A group of Atlantic Canada researchers is looking into how to grow kelp for food, and some chiefs at Holland College are helping them by coming up with new ways to serve the algae as a meal.

Canada's Smartest Kitchen at Holland College developing new ways to prepare algae

Sugar kelp is shown from one of the sites in Cape Breton. (Aquaculture Association of Nova Scotia)

Researchers in Atlantic Canada are looking into how to grow kelp for food, and some chiefs at Holland College are helping them by coming up with new ways to serve it as a meal.

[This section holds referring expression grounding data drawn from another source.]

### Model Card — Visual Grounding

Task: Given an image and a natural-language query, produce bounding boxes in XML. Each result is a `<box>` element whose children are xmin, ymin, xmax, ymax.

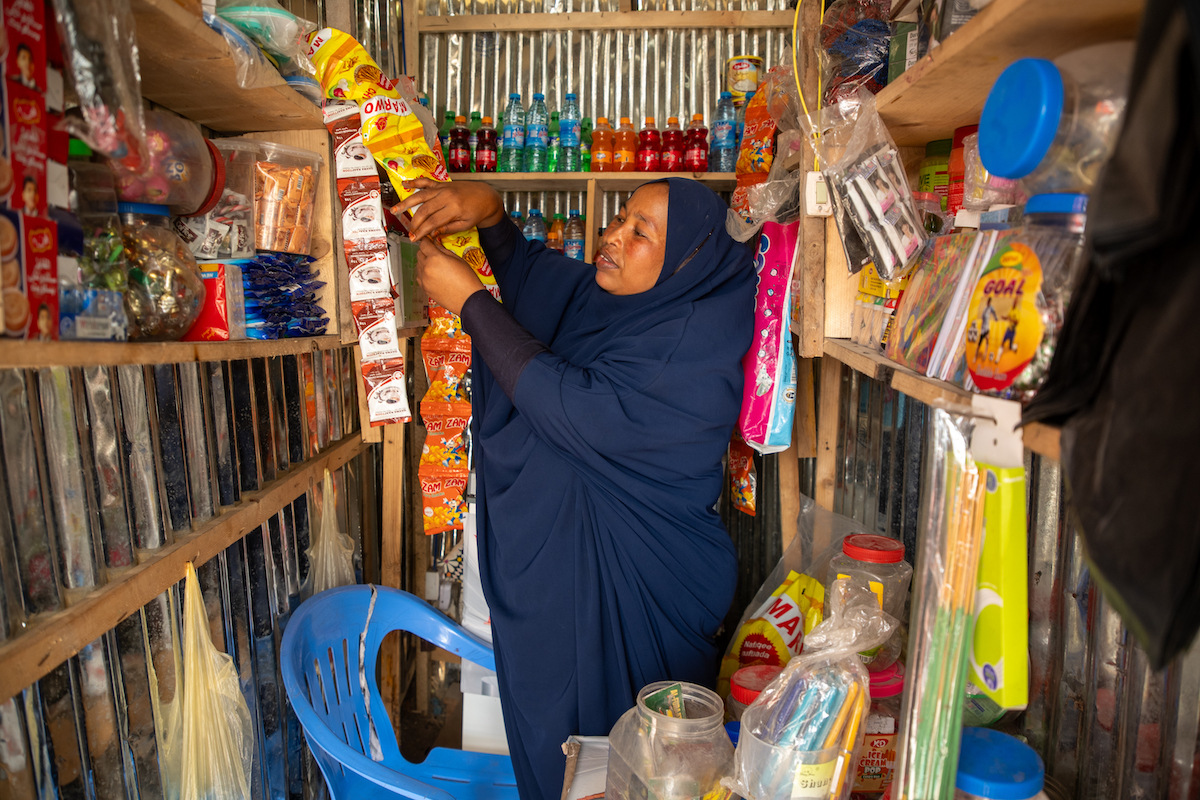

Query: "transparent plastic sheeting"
<box><xmin>423</xmin><ymin>25</ymin><xmax>790</xmax><ymax>126</ymax></box>
<box><xmin>826</xmin><ymin>367</ymin><xmax>1200</xmax><ymax>800</ymax></box>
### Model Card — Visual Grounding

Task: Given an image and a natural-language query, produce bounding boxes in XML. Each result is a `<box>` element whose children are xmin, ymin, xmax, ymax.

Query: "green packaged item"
<box><xmin>889</xmin><ymin>22</ymin><xmax>919</xmax><ymax>83</ymax></box>
<box><xmin>918</xmin><ymin>139</ymin><xmax>953</xmax><ymax>211</ymax></box>
<box><xmin>643</xmin><ymin>683</ymin><xmax>686</xmax><ymax>718</ymax></box>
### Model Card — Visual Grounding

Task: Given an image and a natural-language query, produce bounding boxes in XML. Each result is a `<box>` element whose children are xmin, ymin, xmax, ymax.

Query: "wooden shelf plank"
<box><xmin>876</xmin><ymin>0</ymin><xmax>1144</xmax><ymax>146</ymax></box>
<box><xmin>131</xmin><ymin>0</ymin><xmax>322</xmax><ymax>132</ymax></box>
<box><xmin>416</xmin><ymin>9</ymin><xmax>794</xmax><ymax>32</ymax></box>
<box><xmin>0</xmin><ymin>434</ymin><xmax>372</xmax><ymax>704</ymax></box>
<box><xmin>0</xmin><ymin>334</ymin><xmax>345</xmax><ymax>368</ymax></box>
<box><xmin>822</xmin><ymin>338</ymin><xmax>1062</xmax><ymax>459</ymax></box>
<box><xmin>452</xmin><ymin>171</ymin><xmax>737</xmax><ymax>192</ymax></box>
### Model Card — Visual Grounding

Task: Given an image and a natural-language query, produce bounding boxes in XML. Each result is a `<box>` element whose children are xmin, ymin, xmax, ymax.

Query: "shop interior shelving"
<box><xmin>414</xmin><ymin>8</ymin><xmax>796</xmax><ymax>32</ymax></box>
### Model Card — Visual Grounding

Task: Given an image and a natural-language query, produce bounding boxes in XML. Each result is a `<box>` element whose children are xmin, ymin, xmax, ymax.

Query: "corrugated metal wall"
<box><xmin>824</xmin><ymin>362</ymin><xmax>1200</xmax><ymax>800</ymax></box>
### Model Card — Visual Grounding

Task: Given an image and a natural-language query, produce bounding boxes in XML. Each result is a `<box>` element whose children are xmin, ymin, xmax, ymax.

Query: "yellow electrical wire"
<box><xmin>791</xmin><ymin>0</ymin><xmax>824</xmax><ymax>171</ymax></box>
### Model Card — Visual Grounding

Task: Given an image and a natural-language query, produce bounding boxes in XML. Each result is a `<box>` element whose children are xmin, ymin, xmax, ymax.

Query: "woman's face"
<box><xmin>594</xmin><ymin>183</ymin><xmax>668</xmax><ymax>295</ymax></box>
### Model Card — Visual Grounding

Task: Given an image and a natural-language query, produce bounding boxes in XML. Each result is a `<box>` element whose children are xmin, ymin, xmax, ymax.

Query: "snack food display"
<box><xmin>118</xmin><ymin>203</ymin><xmax>206</xmax><ymax>340</ymax></box>
<box><xmin>176</xmin><ymin>139</ymin><xmax>260</xmax><ymax>260</ymax></box>
<box><xmin>255</xmin><ymin>141</ymin><xmax>321</xmax><ymax>255</ymax></box>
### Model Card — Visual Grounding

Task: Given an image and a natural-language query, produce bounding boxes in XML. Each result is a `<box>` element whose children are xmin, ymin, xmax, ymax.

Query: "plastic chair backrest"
<box><xmin>280</xmin><ymin>585</ymin><xmax>510</xmax><ymax>800</ymax></box>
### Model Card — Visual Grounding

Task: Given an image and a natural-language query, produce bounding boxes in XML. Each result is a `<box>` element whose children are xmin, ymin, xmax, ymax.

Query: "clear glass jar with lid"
<box><xmin>119</xmin><ymin>202</ymin><xmax>205</xmax><ymax>340</ymax></box>
<box><xmin>827</xmin><ymin>534</ymin><xmax>912</xmax><ymax>671</ymax></box>
<box><xmin>606</xmin><ymin>681</ymin><xmax>734</xmax><ymax>800</ymax></box>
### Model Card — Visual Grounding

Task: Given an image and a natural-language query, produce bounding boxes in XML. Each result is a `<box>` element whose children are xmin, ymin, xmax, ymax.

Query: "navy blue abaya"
<box><xmin>470</xmin><ymin>179</ymin><xmax>756</xmax><ymax>800</ymax></box>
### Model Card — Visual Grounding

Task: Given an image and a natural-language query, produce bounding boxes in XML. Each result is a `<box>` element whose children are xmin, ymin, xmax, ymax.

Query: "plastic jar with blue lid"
<box><xmin>978</xmin><ymin>42</ymin><xmax>1134</xmax><ymax>197</ymax></box>
<box><xmin>954</xmin><ymin>728</ymin><xmax>1048</xmax><ymax>800</ymax></box>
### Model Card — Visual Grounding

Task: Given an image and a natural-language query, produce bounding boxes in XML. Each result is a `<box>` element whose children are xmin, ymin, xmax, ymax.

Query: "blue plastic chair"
<box><xmin>280</xmin><ymin>585</ymin><xmax>519</xmax><ymax>800</ymax></box>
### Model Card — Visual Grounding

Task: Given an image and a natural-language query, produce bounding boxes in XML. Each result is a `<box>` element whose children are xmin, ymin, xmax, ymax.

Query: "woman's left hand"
<box><xmin>416</xmin><ymin>237</ymin><xmax>486</xmax><ymax>316</ymax></box>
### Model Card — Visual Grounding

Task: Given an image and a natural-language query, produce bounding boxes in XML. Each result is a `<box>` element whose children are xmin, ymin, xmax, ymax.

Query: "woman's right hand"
<box><xmin>394</xmin><ymin>177</ymin><xmax>506</xmax><ymax>241</ymax></box>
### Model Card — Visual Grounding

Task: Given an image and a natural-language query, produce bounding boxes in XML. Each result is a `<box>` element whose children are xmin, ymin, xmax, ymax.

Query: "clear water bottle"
<box><xmin>548</xmin><ymin>111</ymin><xmax>561</xmax><ymax>173</ymax></box>
<box><xmin>560</xmin><ymin>93</ymin><xmax>582</xmax><ymax>172</ymax></box>
<box><xmin>564</xmin><ymin>210</ymin><xmax>586</xmax><ymax>261</ymax></box>
<box><xmin>501</xmin><ymin>94</ymin><xmax>526</xmax><ymax>173</ymax></box>
<box><xmin>524</xmin><ymin>93</ymin><xmax>550</xmax><ymax>172</ymax></box>
<box><xmin>735</xmin><ymin>90</ymin><xmax>754</xmax><ymax>155</ymax></box>
<box><xmin>522</xmin><ymin>208</ymin><xmax>548</xmax><ymax>242</ymax></box>
<box><xmin>711</xmin><ymin>91</ymin><xmax>737</xmax><ymax>172</ymax></box>
<box><xmin>510</xmin><ymin>209</ymin><xmax>524</xmax><ymax>228</ymax></box>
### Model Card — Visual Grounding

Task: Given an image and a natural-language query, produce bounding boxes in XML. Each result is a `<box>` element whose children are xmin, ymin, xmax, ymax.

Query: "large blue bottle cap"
<box><xmin>566</xmin><ymin>92</ymin><xmax>577</xmax><ymax>100</ymax></box>
<box><xmin>1024</xmin><ymin>193</ymin><xmax>1088</xmax><ymax>215</ymax></box>
<box><xmin>509</xmin><ymin>92</ymin><xmax>521</xmax><ymax>99</ymax></box>
<box><xmin>956</xmin><ymin>728</ymin><xmax>1045</xmax><ymax>800</ymax></box>
<box><xmin>720</xmin><ymin>91</ymin><xmax>732</xmax><ymax>98</ymax></box>
<box><xmin>533</xmin><ymin>93</ymin><xmax>545</xmax><ymax>100</ymax></box>
<box><xmin>530</xmin><ymin>208</ymin><xmax>541</xmax><ymax>216</ymax></box>
<box><xmin>980</xmin><ymin>58</ymin><xmax>1064</xmax><ymax>179</ymax></box>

Three community colleges in the region have teamed up to map out wild kelp beds underwater in order to identify where they can grow and study the algae.

Holland College's Canada's Smartest Kitchen is contributing to the project by exploring ways to make kelp tasty and nutritious.

"We're doing things like drying the kelp, powderizing it, using some fermenting techniques, pickling techniques," said Tim McRoberts, a chef and the director of Canada's Smartest Kitchen. 

"There's lots of different foods being made here such as breads or pickles, chips, crackers, a couple of beverages, some bakery items, and even a vegan jerky."

McRoberts said kelp is a low-calorie food that is eaten around the world. He said it could present a big opportunity for the Atlantic region, where production isn't as developed as in the West Coast.

There are a handful of farmers in Nova Scotia who were growing kelp as part of a pilot project.

Sustainable harvesting possible, researcher says

Tim Webster, director of the Applied Geomatics Research Group at the Nova Scotia Community College, said there's also some appetite to start growing kelp in Newfoundland.

Webster's team has been mapping the kelp beds by using remote sensing, and surveying them through underwater filming and other methods.

"From that, if people wanted to start growing kelp, they would then know where the local broodstock could be," he said. 

"They could use local kelp to start their farm, for example. As well, if the kelp is in good shape and everything is well, there's an opportunity, perhaps, to be able to harvest some of that in a sustainable manner so that we're not destroying it or damaging it beyond repair."

Webster said people could possibly harvest some of the wild kelp that attaches to bedrock or boulders as is done with rockweed, though he said all such activities should be sustainable.

One dish the kitchen has developed is a fettuccine pasta made from kelp, which turns into a brilliant green colour once it's boiled. Webster gave it a taste during a stop in Arichat in Cape Breton.

"They were nice and tender, very similar in texture to a noodle made with wheat. The flavour was very mild," he said. 

"I had it with a seafood sauce. Some of the folks from Arichat were very kind to give us some snow crab and so on. It turned out to be a lovely meal."

The College of the North Atlantic is the third institution participating in the project.